The article writes that Belgian Environment Party MP Samuel Cogolati, who has been named by Beijing authorities as an opponent, has been sanctioned by Beijing for his support of the Uighur minority in Xinjiang. The Belgian MP questioned the federal government in early May over Alibaba’s massive presence at Liege Airport in the Walloon Region. Alibaba is expected to invest 100 million euros in the area, which covers 220,000 square meters.

According to Cogolati, Alibaba is not simply a private company, and one that does the orders of the communist regime. Belgian Justice Minister Quikenborn replied in mid-May that, according to the intelligence service National Security Agency, there is a “certain” risk that China is trying to exert political pressure through Liege airport and through economic information. The Belgian justice minister also explained that under China’s national intelligence law, companies such as Alibaba are required to cooperate with intelligence agencies and to set aside positions internally for agents of intelligence services.

Belgian Justice Minister Quikenborn said that Chinese intelligence operatives thus have “access to sensitive and secure areas of airports.” He added, “Alibaba must comply with Chinese security agencies if they wish to access potentially sensitive corporate and personal data held by Alibaba in connection with its Liege airport operations.” The Belgian justice minister further noted that Belgian intelligence services had only suspicions in this regard, and no formal evidence.

In any case, the Belgian justice minister concluded, the Liege airport is of “strategic” importance to Beijing. In his reply to the Cogratti MP, the Belgian justice minister also referred to a Chinese law on cyber security, which requires companies to store their data on local servers and gives Chinese security services enormous powers to access companies’ computer systems even from a distance. Chinese security authorities also have the right to copy data, including data related to users. This law applies to any company that provides services via the Internet, including Alibaba.

The Belgian justice minister’s words made Jean-Luc Crucke, the Walloon minister in charge of Liege airport, uncomfortable. Crucke, the Walloon minister, said, “In Liege, Alibaba is only one of the customers. This is not the same as in the port of Zeebrugge, where 90 percent of the port is in the hands of China’s COSCO group.”

Kruk also said, “I never received any warning from the federal government or the Department of Homeland Security.” He said the justice minister’s answers to the MPs were used when they were conditional or based on his impressions. Walloon Minister Kruk added that the real problem is the “success story” of Liege Airport. He is not ready to have his feet stepped on.

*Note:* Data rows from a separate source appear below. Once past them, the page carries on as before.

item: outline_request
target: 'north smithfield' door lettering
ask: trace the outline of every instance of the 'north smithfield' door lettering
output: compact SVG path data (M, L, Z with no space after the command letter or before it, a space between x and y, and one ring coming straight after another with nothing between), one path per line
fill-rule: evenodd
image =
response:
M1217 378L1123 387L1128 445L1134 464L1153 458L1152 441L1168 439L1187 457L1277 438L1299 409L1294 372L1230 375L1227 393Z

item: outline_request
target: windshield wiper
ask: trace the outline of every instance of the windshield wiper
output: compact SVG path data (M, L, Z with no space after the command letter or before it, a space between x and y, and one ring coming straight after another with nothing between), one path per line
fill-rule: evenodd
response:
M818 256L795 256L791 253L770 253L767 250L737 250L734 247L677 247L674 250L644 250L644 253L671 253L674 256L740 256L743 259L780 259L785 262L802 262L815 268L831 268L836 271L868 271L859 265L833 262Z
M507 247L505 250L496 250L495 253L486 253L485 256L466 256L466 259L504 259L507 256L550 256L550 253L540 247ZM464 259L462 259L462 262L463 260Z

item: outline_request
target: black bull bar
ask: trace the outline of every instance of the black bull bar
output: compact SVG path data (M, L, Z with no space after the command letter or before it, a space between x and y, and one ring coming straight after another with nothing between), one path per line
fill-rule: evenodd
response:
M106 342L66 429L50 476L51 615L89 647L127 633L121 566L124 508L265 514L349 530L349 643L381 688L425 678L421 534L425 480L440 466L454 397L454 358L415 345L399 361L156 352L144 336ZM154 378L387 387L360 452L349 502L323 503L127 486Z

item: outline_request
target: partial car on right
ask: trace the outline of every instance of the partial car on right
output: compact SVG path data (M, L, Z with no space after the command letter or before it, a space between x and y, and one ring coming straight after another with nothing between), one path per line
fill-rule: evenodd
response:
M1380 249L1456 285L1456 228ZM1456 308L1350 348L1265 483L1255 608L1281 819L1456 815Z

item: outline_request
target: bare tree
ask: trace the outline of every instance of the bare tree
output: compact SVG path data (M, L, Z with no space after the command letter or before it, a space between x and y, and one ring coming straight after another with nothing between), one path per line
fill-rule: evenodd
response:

The Walloon government, which relies heavily on Liège airport to contribute to the development of the Walloon region, stressed that the federal government has still not implemented the mechanism for filtering foreign investments provided for in the 2019 European Regulation. This mechanism should make it possible to determine the possible impact of foreign investments on national security.

In terms of Alibaba, the article in Le Monde stresses that Alibaba is currently keeping silent. Meanwhile, the leadership of Liege Airport stresses that for it, security is “at the heart of the company’s development”.